A boundary element method (BEM) for the analysis of two- and three-dimensional uncoupled transient thermo-elastic problems involving time- and space-dependent heat sources is presented. The domain integrals are efficiently treated using the Cartesian transformation and the radial integration methods without considering any internal cells. Similar to the dual reciprocity method (DRM), some internal points without any connectivity are considered; however, in contrast to the DRM, any arbitrary mesh-free interpolation method can be used in the present formulation. There is no need to find any particular solutions and the shape functions in the mesh-free interpolation method can be arbitrary and sufficiently complicated. Unlike the DRM, the generated system of equations contains the unknowns only on the boundary. After finding the primary unknowns on the boundary, the temperature, displacement, and stress components at all internal points can directly be found without solving any system of equations. Three examples with different forms of heat sources are presented to demonstrate the efficiency and accuracy of the proposed method. Although the proposed BEM is mathematically more complicated than domain methods, such as the finite element method (FEM), it is more efficient from a modelling viewpoint since only the surface mesh has to be generated in the presented method.

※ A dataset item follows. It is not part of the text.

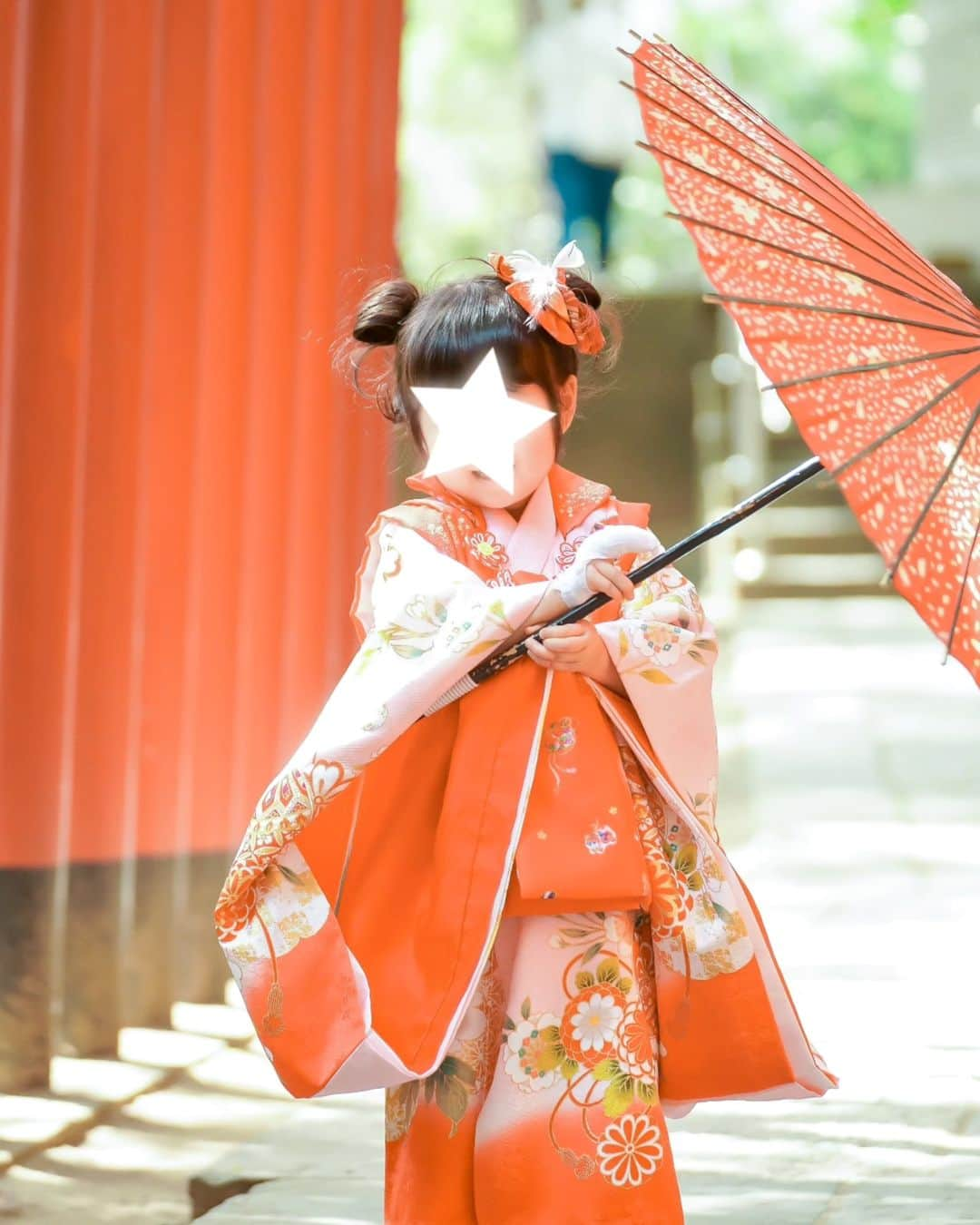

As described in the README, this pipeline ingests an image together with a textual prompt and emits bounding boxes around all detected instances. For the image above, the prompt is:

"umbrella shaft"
[469,456,823,685]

机译:提出了一种边界元方法(BEM),用于分析涉及时间和空间的热源的二维和三维非耦合瞬态热弹性问题。使用笛卡尔变换和径向积分方法可以有效地处理域积分,而无需考虑任何内部单元。与双重互惠方法(DRM)相似,考虑了一些没有任何连通性的内部点。然而,与DRM相反,在本公式中可以使用任何任意的无网格插值方法。无需找到任何特定的解决方案,并且无网格插值方法中的形状函数可以是任意的并且足够复杂。与DRM不同,生成的方程组仅在边界上包含未知数。在找到边界上的主要未知数之后,可以直接找到所有内部点的温度,位移和应力分量,而无需求解任何方程组。给出了三个具有不同形式热源的示例,以证明所提出方法的效率和准确性。尽管所提出的BEM在数学上比领域方法(例如,有限元方法(FEM))更为复杂,但从建模的角度来看,它更为有效,因为在所提出的方法中仅需要生成表面网格。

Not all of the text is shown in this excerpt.